Heureux Suzanne de te rencontrer chez toi, merci de nous accueillir. Le 16 et 17 octobre prochain nous avons notre rencontre habituelle du Bon Larron. Ce sera, à un jour près, le centième anniversaire de notre fondateur le Père Aubry. Nous nous souviendrons des paroles du Père Aubry et de son œuvre, mais aussi de ce qu’il nous a laissé pour aujourd’hui et pour demain. L’un des témoins privilégiés, c’est toi Suzanne, puisque tu l’as côtoyé très longtemps.

Je te laisse la parole en te demandant tout simplement : comment l’as-tu rencontré ? Et qu’as-tu fais à ses côtés ?

Suzanne :

Quand le Père Aubry est arrivé à Mantes La Ville, devant le Sacré Cœur en bois et assez délabré, il a dit : il faut faire autre chose que ça. A l’époque pour les jeunes il n’y avait rien. Alors on en parle et finalement il monte ce « Nouveau Sacré Cœur en pierres ». C’est aussi là que je me suis mariée. Il nous a permis de nous retrouver à plusieurs au sein de la JOC. Pour moi, cela s’arrêtait là. Il était curé de la paroisse, je ne me souviens plus pendant combien de temps cela a duré.

Ensuite l’évêque l’a envoyé à la prison de Bois d’Arcy. Quand on avait du temps, avec mon mari, on allait l’aider dans son travail. Petit à petit, il m’embauche pour faire les comptes rendus des prisons, comme il en parle dans ce livre. Plus j’y allais et plus cela me plaisait. J’ai commencé à lui rendre des services, mais en dehors de mon travail, car j’étais régisseur à la sous-préfecture de Mantes. Je ne voulais pas lâcher mon travail pour autant. Je n’y allais que dans mes moments de liberté, pour l’aider. Il habitait Versailles à l’époque, puis l’évêque lui a fait construire une maison à Auffargis. Je n’étais pas très intéressée d’aller à Auffargis, mais finalement, comme je conduisais encore à l’époque, j’y suis allée. J’ai continué à l’aider à Auffargis.

Petit à petit cela a pris de l’ampleur. Il me demandait de prendre des notes, de l’accompagner sur des week-ends ; mais cela me plaisait. Je ne lâchais pas mon travail pour autant car ce n’était que pendant les week-ends. Donc voilà, à Auffargis on a continué comme cela. On faisait aussi des week-ends ailleurs. On se déplaçait dans toute la France, j’y participais aussi. Il y avait des responsables dans différentes régions qui s’occupaient de la préparation des week-ends.

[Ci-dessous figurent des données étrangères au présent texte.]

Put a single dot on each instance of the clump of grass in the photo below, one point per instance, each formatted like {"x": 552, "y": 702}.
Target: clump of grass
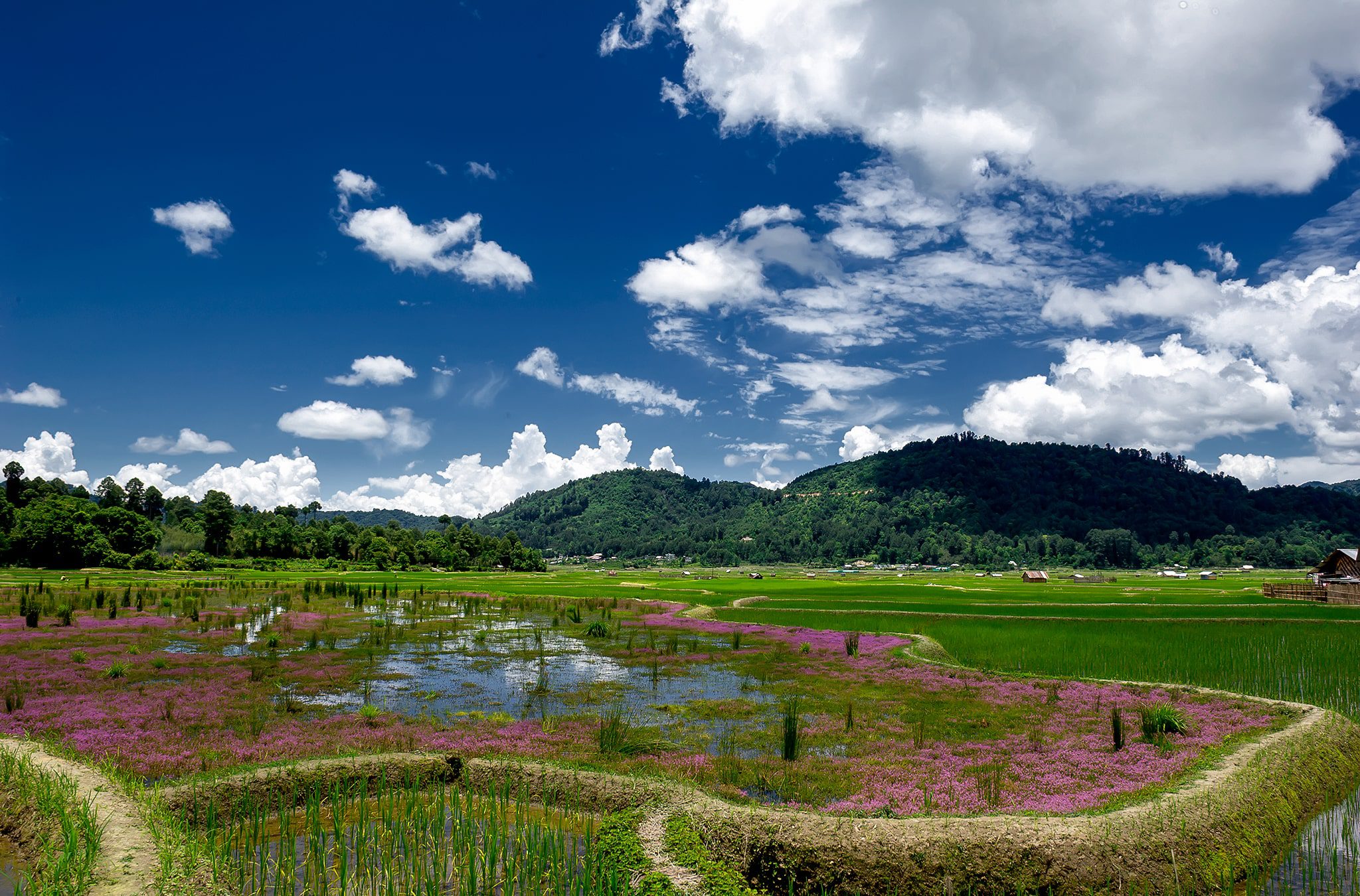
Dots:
{"x": 15, "y": 694}
{"x": 790, "y": 729}
{"x": 1159, "y": 719}
{"x": 70, "y": 850}
{"x": 616, "y": 736}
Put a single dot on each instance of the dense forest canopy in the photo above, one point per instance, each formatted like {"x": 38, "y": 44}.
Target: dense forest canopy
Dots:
{"x": 48, "y": 524}
{"x": 956, "y": 499}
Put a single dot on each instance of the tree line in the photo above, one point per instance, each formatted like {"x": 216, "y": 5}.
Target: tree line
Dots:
{"x": 50, "y": 524}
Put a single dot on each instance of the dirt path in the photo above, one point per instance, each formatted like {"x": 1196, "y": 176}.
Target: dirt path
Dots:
{"x": 652, "y": 832}
{"x": 127, "y": 862}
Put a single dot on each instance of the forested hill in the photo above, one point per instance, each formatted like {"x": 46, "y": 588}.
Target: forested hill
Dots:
{"x": 633, "y": 513}
{"x": 955, "y": 499}
{"x": 380, "y": 518}
{"x": 1351, "y": 486}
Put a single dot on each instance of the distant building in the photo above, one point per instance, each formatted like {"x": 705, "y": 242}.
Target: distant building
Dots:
{"x": 1343, "y": 563}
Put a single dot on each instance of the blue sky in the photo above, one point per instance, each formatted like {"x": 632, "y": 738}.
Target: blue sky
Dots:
{"x": 736, "y": 240}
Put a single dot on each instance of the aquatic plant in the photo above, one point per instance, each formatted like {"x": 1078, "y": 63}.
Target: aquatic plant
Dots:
{"x": 790, "y": 729}
{"x": 1162, "y": 718}
{"x": 619, "y": 737}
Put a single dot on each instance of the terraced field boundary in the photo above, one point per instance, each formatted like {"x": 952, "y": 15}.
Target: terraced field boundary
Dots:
{"x": 126, "y": 863}
{"x": 1232, "y": 819}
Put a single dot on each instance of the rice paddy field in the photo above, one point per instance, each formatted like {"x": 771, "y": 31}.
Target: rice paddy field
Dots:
{"x": 790, "y": 691}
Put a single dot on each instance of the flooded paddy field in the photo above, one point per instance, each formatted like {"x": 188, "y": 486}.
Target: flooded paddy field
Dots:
{"x": 763, "y": 704}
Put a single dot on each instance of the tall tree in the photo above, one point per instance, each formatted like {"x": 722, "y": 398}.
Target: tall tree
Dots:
{"x": 218, "y": 517}
{"x": 110, "y": 494}
{"x": 13, "y": 482}
{"x": 135, "y": 495}
{"x": 153, "y": 505}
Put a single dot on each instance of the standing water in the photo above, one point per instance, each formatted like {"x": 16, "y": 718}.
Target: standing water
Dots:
{"x": 13, "y": 868}
{"x": 1325, "y": 857}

Un jour le Père me demande si je souhaitais être visiteuse. Je ne savais quoi répondre, et j’ai risqué le coup en disant : Pourquoi pas. J’ai donc été visiteuse à Bois d’Arcy. Les gars que je visitais m’étaient plutôt familiers parce qu’ils venaient voir le Père Aubry lors de leurs permissions. Mais pour certains il fallait faire attention. Ils n’étaient pas tous francs, ils te réclamaient parfois de l’argent. Une fois, l’un m’a attrapé par le col, mais je n’ai pas cédé et il n’a pas insisté, surtout que je le connaissais.

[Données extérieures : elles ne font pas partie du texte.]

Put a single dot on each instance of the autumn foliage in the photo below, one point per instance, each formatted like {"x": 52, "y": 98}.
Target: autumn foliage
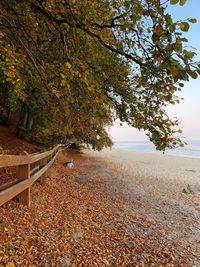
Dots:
{"x": 69, "y": 68}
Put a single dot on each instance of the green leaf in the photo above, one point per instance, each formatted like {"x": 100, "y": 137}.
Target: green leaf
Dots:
{"x": 182, "y": 2}
{"x": 173, "y": 2}
{"x": 193, "y": 20}
{"x": 193, "y": 74}
{"x": 184, "y": 26}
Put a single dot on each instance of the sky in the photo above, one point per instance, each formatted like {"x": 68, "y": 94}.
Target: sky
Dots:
{"x": 188, "y": 111}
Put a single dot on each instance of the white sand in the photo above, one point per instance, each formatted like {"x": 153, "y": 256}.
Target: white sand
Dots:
{"x": 162, "y": 173}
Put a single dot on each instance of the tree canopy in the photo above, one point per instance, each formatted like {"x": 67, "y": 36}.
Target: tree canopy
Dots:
{"x": 69, "y": 68}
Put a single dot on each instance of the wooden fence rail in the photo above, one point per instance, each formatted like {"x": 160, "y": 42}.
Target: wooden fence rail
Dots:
{"x": 26, "y": 174}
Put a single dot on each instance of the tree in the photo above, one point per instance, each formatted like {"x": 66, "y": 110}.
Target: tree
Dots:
{"x": 102, "y": 60}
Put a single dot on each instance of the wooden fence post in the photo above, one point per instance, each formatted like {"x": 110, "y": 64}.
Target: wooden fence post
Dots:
{"x": 43, "y": 162}
{"x": 23, "y": 172}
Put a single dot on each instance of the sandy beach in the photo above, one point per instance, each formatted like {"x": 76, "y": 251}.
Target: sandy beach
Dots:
{"x": 113, "y": 208}
{"x": 160, "y": 188}
{"x": 167, "y": 174}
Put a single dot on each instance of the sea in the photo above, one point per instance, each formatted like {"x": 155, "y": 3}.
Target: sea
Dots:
{"x": 192, "y": 149}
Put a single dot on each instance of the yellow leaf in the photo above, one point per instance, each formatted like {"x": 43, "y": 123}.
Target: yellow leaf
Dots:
{"x": 10, "y": 264}
{"x": 68, "y": 65}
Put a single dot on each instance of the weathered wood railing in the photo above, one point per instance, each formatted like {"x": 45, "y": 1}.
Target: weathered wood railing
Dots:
{"x": 26, "y": 175}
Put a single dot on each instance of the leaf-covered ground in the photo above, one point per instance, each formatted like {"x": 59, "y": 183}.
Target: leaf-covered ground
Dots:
{"x": 89, "y": 216}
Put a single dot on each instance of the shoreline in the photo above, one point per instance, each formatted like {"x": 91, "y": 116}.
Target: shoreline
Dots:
{"x": 166, "y": 172}
{"x": 156, "y": 152}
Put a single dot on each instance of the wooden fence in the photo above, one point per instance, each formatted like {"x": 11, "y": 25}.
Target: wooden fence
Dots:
{"x": 29, "y": 169}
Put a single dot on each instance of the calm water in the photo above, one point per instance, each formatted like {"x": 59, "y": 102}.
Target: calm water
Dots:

L’aventure d’Auffargis a continué. Parfois je restais coucher le soir, dans une chambre pour moi. Mais je ne m’occupais pas de la maison ; c’était une autre femme qui s’en occupait ; elle avait été malheureuse dans sa jeunesse et avait accepté de s’occuper de la maison et des repas. Personnellement j’en avais assez avec ce que le Père me demandait, mais j’étais contente, je l’avais rencontré jeune. Je savais faire les comptes-rendus qu’il me demandait, j’étais aussi à la JOC.

Jacques :

D’une certaine manière tu étais devenue sa secrétaire, son chauffeur, bref tu étais là en permanence.

Suzanne :

Oui à la fin. Quand il est tombé malade, il ne pouvait plus conduire. Je l’accompagnais dans toutes ses réunions. Mais c’était enrichissant. Je me suis enrichi auprès de lui.

Jacques :

Oui bien sûr puisque tu accompagnais un homme de feu. As-tu une anecdote à nous raconter au sujet du Père ?

Suzanne :

Son dynamisme et sa manière de s’adresser aux détenus ; ce n’était pas le même dialogue qu’avec les paroissiens. Mais il était tellement à l’aise. Il ne faut peut-être pas le dire, mais il me disait pour certains ce qu’ils avaient fait, cela pour me mettre en garde moi aussi.

Jacques :

On dit aussi en parlant du Père : « Tu annonceras ma parole à temps et à contre temps ». Y-a-t-il eu des conversions dans cette annonce de la bonne nouvelle ?

Suzanne :

Oui, surtout dans les prisons, beaucoup plus qu’à l’extérieur. Il y en a eu beaucoup, mais je ne saurais plus dire les noms. Il avait cette façon d’annoncer l’Evangile qui touchait; on retrouve cela aussi dans son livre. C’est un livre qu’on a fait ensemble – grand sourire de Suzanne –

Jacques :

Et, dans ce livre, sans te citer, il parle un peu de toi, non ?

Suzanne :

Surement, on l’a fait ensemble, mais je ne me rappelle plus.

Jacques :

Peux-tu nous lire ce passage ou l’on parle de toi. (Page 149.)

Suzanne :

C’était donc un détenu qui sortait, mais il se sentait condamné par le SIDA. On était autant de laïcs que de prisonniers à cette rencontre. « Je viens d’obtenir une permission de l’hôpital, mon Sida parvient à son stade terminal, dans un mois je serai mort. Je viens vous remercier de m’avoir chaleureusement entouré et surtout je veux que vous vous réjouissiez avec moi. Si vous saviez comme je suis heureux » C’est vrai on sentait qu’il était heureux ce n’étaient pas que des mots. « Dans un mois je serai avec Jésus, dire qu’il fallait que j’en arrive là pour trouver la joie et le bonheur. Quelle joie »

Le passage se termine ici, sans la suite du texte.